Forum Moderators: goodroi

Message Too Old, No Replies

Sitemaps File Size up to 50Mb

         

engine

2:55 pm on Dec 12, 2016 (gmt 0)

WebmasterWorld Administrator 10+ Year Member Top Contributors Of The Month



Many of you may know that you can now create a sitemap file up to 50Mb, [blogs.bing.com] but previously, would only support 10Mb. Bing said it's now increased to up to 50Mb.
It's still limited to 50,000 urls, and you can still use gzip to compress the file, however, it's the uncompressed file that cannot be larger than 50Mb.

If you have more than 50,000 urls you can create multiple sitemap files and create a sitemap index file, which in turn has a limit of 50,000 urls, and, again, a maximum size of 50mb.

Frequently changed urls can be indicated in the sitemap with lastmod tag. [sitemaps.org]

lucy24

6:05 pm on Dec 12, 2016 (gmt 0)

WebmasterWorld Senior Member 10+ Year Member Top Contributors Of The Month



Obligatory reminder:
The sole purpose of a sitemap (not to be confused with an HTML "Site Map" page) is to help search engines find pages they might otherwise overlook. It is not exclusive ("crawl and index only these pages"), it is inclusive ("be sure not to overlook these pages").

If you have 50,000 URLs that you're afraid search engines might not find, I'd worry that some of your human users might similarly have trouble finding the pages from within your site. And that's a much bigger problem. (Ever been to a page you found via a search engine, did some random exploring on the site, and then when you tried to return to the first page you couldn't find it by any conceivable link? I have. This is not a Good User Experience.)

Is there any evidence that search engines take "lastmod" seriously? I should think the only time they even might give it weight is if they're already very familiar with a given site, and know from experience that its "lastmod" tags are an accurate reflector of how often pages change.

engine

6:19 pm on Dec 12, 2016 (gmt 0)

WebmasterWorld Administrator 10+ Year Member Top Contributors Of The Month



I agree about lastmod.

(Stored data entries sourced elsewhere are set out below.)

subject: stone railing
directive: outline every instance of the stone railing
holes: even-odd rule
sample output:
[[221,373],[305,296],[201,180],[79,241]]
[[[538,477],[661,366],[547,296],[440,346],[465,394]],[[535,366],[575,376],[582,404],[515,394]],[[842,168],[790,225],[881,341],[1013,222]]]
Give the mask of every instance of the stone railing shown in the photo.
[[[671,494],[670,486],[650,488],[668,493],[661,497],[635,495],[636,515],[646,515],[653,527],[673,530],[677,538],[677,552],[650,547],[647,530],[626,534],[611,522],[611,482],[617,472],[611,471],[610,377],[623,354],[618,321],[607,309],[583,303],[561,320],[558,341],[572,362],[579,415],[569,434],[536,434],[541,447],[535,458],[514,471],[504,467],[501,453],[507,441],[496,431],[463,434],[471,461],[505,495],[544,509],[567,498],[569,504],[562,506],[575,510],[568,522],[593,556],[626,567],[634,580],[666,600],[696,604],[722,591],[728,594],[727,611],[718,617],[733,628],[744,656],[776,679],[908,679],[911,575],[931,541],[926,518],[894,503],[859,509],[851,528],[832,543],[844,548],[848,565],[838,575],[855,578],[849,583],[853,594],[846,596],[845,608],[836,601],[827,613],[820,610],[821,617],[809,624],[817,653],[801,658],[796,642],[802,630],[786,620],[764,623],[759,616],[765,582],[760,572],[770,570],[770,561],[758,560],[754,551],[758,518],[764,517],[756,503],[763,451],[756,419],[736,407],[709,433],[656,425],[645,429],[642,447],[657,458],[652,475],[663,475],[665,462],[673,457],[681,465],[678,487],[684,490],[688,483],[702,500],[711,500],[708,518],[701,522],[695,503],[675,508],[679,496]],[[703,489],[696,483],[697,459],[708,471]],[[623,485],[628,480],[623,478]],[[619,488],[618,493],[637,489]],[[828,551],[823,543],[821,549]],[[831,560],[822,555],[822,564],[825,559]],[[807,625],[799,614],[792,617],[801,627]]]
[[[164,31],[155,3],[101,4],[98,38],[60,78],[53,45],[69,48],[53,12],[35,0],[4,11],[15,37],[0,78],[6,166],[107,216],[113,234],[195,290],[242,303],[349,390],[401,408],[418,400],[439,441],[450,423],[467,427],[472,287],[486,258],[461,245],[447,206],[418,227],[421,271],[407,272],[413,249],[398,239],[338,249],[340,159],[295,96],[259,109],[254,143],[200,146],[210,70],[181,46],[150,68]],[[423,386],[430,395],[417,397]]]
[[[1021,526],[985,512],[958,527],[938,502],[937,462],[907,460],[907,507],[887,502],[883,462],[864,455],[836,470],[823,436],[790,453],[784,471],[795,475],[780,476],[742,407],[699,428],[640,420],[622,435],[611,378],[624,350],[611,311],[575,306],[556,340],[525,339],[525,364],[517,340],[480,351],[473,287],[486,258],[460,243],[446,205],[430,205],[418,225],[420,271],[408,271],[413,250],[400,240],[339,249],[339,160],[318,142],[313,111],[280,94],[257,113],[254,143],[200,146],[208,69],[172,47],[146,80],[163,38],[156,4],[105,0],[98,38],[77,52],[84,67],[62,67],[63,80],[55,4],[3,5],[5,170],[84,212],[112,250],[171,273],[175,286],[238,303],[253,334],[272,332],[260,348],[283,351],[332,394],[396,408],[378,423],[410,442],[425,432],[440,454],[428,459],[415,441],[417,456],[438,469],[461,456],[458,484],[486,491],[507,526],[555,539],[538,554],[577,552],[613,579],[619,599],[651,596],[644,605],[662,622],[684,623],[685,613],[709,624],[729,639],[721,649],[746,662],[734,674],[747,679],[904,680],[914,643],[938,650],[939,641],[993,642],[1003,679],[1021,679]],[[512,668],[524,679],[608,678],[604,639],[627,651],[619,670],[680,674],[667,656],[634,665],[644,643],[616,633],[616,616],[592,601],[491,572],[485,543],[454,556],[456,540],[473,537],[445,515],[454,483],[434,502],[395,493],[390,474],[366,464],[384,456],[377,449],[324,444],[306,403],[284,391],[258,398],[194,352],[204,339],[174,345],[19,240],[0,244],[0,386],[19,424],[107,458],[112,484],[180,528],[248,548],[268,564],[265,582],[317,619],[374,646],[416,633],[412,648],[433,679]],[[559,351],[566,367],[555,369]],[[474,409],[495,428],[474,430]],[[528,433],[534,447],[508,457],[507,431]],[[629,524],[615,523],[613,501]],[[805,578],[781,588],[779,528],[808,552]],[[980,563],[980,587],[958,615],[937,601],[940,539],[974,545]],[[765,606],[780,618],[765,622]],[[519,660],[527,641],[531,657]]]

If your site is crawled frequently, there's no need to use lastmod, the crawler will get around to it.

50,000 pages is quite a lot, and yes, it's very easy for a user to get lost in a site. I wouldn't want to use a sitemap myself, but then, the sitemap of such a site is not for me.

keyplyr

11:27 pm on Dec 12, 2016 (gmt 0)

WebmasterWorld Senior Member 10+ Year Member Top Contributors Of The Month



If your site is crawled frequently, there's no need to use lastmod, the crawler will get around to it.
On a site with about 300 index-able pages, I currently use Google Custom Search (although working on my own) as my site search utility. I have evidence that if I update sitemap.xml lastmod, the updated page gets indexed very very fast, in a few minutes to an hour usually. Otherwise it takes between 1 to 3 days for my pages to get re-indexed.

I have always updated sitemap.xml every time I edit a page. This has always worked well, but indexed even faster in the last 6 months. I have not tested whether the re-indexed pages proliferate across all data centers any faster.